The Arabidopsis Information Resource (TAIR) maintains a database of genetic and molecular biology data for the model higher plant Arabidopsis thaliana.

SGD, Saccharomyces Genome Database

The Saccharomyces Genome Database (SGD) provides comprehensive integrated biological information for the budding yeast Saccharomyces cerevisiae along with search and analysis tools to explore these data, enabling the discovery of functional relationships between sequence and gene products in fungi and higher organisms.

IMG, Integrated Microbial Genomes

The mission of the Integrated Microbial Genomes (IMG) system is to support the annotation, analysis and distribution of microbial genome and metagenome datasets sequenced at DOE’s Joint Genome Institute (JGI).

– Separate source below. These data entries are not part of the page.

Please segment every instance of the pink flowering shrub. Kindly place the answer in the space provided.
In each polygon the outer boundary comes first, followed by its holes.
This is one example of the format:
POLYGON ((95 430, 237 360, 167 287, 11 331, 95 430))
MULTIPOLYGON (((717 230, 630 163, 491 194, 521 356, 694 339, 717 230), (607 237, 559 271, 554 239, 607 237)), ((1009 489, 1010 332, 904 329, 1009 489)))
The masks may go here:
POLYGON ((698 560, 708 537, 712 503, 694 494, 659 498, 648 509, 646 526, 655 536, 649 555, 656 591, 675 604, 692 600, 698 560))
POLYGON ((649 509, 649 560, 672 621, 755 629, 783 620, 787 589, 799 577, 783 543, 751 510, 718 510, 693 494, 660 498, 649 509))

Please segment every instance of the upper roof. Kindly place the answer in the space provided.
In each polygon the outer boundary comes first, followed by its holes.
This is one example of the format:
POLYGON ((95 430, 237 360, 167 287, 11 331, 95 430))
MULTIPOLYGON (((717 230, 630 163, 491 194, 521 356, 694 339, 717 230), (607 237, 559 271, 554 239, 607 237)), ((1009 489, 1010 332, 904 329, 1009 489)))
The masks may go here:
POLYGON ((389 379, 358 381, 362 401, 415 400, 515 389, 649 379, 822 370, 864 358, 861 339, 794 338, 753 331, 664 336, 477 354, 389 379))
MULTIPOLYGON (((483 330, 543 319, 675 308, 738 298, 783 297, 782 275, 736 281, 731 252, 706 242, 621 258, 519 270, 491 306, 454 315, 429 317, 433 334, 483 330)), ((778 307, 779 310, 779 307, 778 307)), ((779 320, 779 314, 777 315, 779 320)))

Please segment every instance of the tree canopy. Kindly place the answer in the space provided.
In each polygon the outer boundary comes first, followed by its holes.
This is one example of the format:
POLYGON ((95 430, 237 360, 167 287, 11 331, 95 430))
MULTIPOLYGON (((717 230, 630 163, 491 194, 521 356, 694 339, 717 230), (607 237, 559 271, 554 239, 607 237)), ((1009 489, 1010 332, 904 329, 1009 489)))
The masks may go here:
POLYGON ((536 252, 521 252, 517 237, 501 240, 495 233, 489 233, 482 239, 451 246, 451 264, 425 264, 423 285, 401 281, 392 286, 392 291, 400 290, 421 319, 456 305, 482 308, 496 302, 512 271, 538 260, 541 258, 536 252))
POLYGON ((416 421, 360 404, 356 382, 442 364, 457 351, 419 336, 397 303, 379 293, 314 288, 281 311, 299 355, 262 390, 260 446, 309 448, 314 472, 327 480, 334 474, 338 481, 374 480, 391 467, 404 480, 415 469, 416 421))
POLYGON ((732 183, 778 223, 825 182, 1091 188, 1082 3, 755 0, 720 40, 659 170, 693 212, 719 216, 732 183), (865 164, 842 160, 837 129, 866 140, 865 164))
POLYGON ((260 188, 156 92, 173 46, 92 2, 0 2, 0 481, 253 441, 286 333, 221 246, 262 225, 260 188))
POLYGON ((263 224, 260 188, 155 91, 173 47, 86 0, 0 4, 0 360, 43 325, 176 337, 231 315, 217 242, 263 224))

EcoliHub, community and database for E. coli

PortEco is a next-generation resource for knowledge and data about the biology of Escherichia coli K-12 group strains (these are laboratory strains and are not pathogenic), its bacteriophages, plasmids, and mobile genetic elements. PortEco is being developed by a national consortium of both laboratory biologists and computational biologists, and is funded by a grant from the U.S. National Institutes of Health.

VBRC, Viral Bioinformatics Resource Center

GMOD

The Generic Model Organism Database project is a collection of open source software tools for managing, visualising, storing, and disseminating genetic and genomic data.

HapMap

The International HapMap Project is a partnership of scientists and funding agencies from Canada, China, Japan, Nigeria, the United Kingdom and the United States to develop a public resource that will help researchers find genes associated with human disease and response to pharmaceuticals.

 

Subject-specific databases

PDB, Protein 3D structure Database

This resource is powered by the Protein Data Bank archive-information about the 3D shapes of proteins, nucleic acids, and complex assemblies that helps students and researchers understand all aspects of biomedicine and agriculture, from protein synthesis to health and disease.

Pfam, protein families

The Pfam database is a large collection of protein families, each represented by multiple sequence alignments and hidden Markov models (HMMs).

GEO, Gene Expression Omnibus

GEO is a public functional genomics data repository supporting MIAME-compliant data submissions. Array- and sequence-based data are accepted. Tools are provided to help users query and download experiments and curated gene expression profiles.

ArrayExpress, repository for transcriptomics data

ArrayExpress Archive of Functional Genomics Data stores data from high-throughput functional genomics experiments, and provides these data for reuse to the research community.

dbGaP

The database of Genotypes and Phenotypes (dbGaP) was developed to archive and distribute the data and results from studies that have investigated the interaction of genotype and phenotype in Humans.